Il punto di vista della GenZ sulla politica

Il punto di vista della GenZ sulla politica

di Marta De Vivo e Paolo Di Falco

Invece di bloccare il DDL Zan, pensiamo a combattere l’odio

Paolo Di Falco

21 ottobre 2020

Invece di bloccare il DDL Zan, pensiamo a combattere l'odio

Si rinvia la discussione sulla legge contro l’omotransfobia in aula a causa dei focolai Covid-19: non è rinviando i disegni di legge che sconfiggeremo l’odio.

In parlamento si continua a rinviare l’approvazione della legge Zan, una legge che finalmente andrebbe a tutelare la comunità lgbtq+ dall’odio, dalla violenza. In pratica con l’approvazione della legge ci sarà «la reclusione da sei mesi a quattro anni per chi, in qualsiasi modo, istiga a commettere o commette violenza o atti di provocazione alla violenza per motivi razziali, etnici, nazionali o religiosi o fondati sull’orientamento sessuale o sull’identità di genere».

Una legge che finalmente condannerebbe esplicitamente questi episodi che purtroppo negli ultimi anni si sono moltiplicati: secondo il rapporto annuale di Arcigay nell’ultimo anno sono avvenuti più di 138 episodi di discriminazione, molti dei quali sfociati in veri e propri atti di violenza. Come dimenticare la morte di Maria Paola Gaglione, la ragazza di appena 18 anni che ad Acerra nella notte dell’11 settembre ha perso la vita per mano del fratello. La sua unica colpa? Avere una relazione con un ragazzo trans.
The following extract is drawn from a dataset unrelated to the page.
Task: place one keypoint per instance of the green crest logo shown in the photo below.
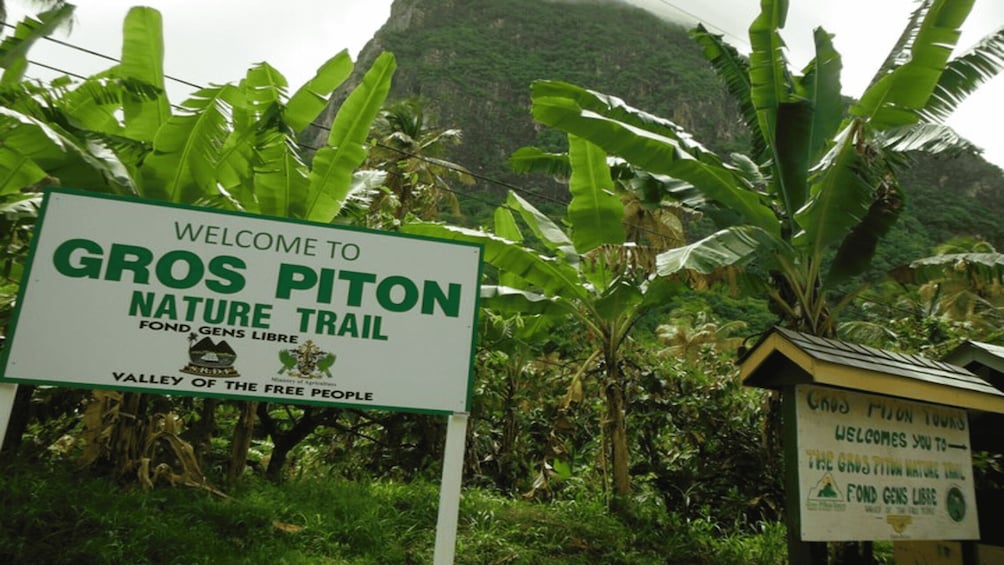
(306, 361)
La libertà e la dignità per legge


Sembra davvero strano ma stando ai fatti ancora nel 2020 per colpa di un retaggio medievale, di un retaggio culturale, di un’ignoranza diffusa e diciamolo pure, per la stupidità, troppe volte la comunità lgbtq+ viene discriminata nella nostra società. A volte basta davvero poco per innescare azioni omofobe come un bacio in pubblico. Ciò che per noi è normalità, viene invece visto nel loro caso come un gesto di provocazione. Ma provocazione di chi? Possibile che non si sia ancora capito come l’amore sia vario, imperfetto? Non importano i protagonisti, ciò che dovrebbe essere considerato è solo l’amore che sboccia tra due persone.

Credo fermamente che un principio su cui si fonda la nostra società sia la libertà: non una parola vuota che oggi viene infangata nelle piazze negazioniste d’Italia, ma una parola viva, una parola che è anche un programma di vita per ognuno di noi, una parola che non si ferma alle apparenze ma anzi, va oltre il colore della nostra pelle, oltre gli orientamenti sessuali.
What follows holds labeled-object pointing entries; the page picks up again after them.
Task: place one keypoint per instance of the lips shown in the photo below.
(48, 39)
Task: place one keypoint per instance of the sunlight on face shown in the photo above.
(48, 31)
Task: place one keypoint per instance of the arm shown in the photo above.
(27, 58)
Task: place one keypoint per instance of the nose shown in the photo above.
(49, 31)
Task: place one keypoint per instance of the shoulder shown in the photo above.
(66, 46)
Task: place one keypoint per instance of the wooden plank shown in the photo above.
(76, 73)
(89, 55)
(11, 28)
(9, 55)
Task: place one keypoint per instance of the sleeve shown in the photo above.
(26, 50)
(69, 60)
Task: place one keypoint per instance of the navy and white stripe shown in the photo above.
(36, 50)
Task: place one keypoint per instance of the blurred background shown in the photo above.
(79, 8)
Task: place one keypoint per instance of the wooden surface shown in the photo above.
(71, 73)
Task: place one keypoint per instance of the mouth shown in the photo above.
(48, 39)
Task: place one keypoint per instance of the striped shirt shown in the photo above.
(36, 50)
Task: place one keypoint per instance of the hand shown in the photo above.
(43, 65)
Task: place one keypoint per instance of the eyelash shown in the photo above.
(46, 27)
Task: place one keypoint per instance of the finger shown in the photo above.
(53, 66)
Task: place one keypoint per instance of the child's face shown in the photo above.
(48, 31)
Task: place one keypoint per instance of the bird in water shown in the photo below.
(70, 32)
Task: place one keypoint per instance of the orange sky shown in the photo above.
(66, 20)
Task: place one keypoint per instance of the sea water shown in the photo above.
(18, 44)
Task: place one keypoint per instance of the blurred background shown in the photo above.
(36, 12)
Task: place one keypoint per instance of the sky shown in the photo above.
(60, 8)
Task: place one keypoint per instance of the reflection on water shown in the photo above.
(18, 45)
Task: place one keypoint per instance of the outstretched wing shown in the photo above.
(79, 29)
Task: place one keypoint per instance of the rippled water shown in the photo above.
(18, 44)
Una parola, un principio che è uguale per tutti. Se ci pensiamo un po’, è davvero paradossale che ci sia voluto un disegno di legge per provare a fermare questo clima di omofobia che non dovrebbe proprio esistere. Non è solamente un caso italiano naturalmente e a rivelarlo è il sondaggio “Una lunga strada da percorrere per l’uguaglianza LGBTI”, sondaggio che ha coinvolto ben 140.000 partecipanti. Nel 2019, il 58% degli intervistati LGBT ha dichiarato di aver subito molestie nei cinque anni precedenti l’indagine. Il 5% era stato aggredito fisicamente o sessualmente (escluse le minacce di violenza), con tassi più alti tra le persone trans.

Vi rendete conto che, secondo il sondaggio, la maggior parte degli uomini gay evita di tenersi per mano con i loro partner in pubblico. È anche più probabile che evitino determinati luoghi per paura di essere attaccati rispetto alle donne lesbiche o bisessuali. Infatti quasi il 38% è stato molestato e più di un quarto non denuncia incidenti per paura. E’ questa la libertà? Ma secondo voi, a chi possiamo attribuire la colpa di questo crescente clima di odio e discriminazione nei loro confronti?
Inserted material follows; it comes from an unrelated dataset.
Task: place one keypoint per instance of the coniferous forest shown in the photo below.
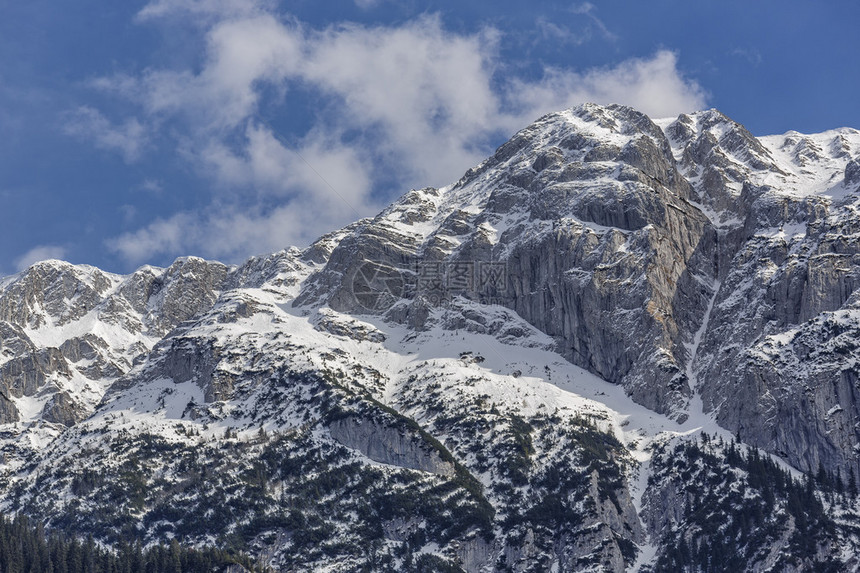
(28, 548)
Quando anche la politica è complice…


Dobbiamo ammettere che in questi anni questa ventata d’odio che si è abbattuta su tutto il continente europeo non è di certo venuta da sola, ma anzi è stata aiutata e agevolata da alcuni comportamenti pubblici di alcuni esponenti politici, disposti a tutto per accaparrarsi qualche voto cristiano con la loro propaganda continua. In genere questo è un atteggiamento della destra conservatrice che però va a coinvolgere anche chi cerca “voti facili” puntando sull’odio, su sentimenti di intolleranza che per inciso, hanno dato anche origine a dei regimi dittatoriali. Sarà capitato un po’ a tutti di vedere, per esempio, nella scorsa campagna elettorale manifesti con slogan del tipo:”Difendi la famiglia tradizionale” o cose del genere.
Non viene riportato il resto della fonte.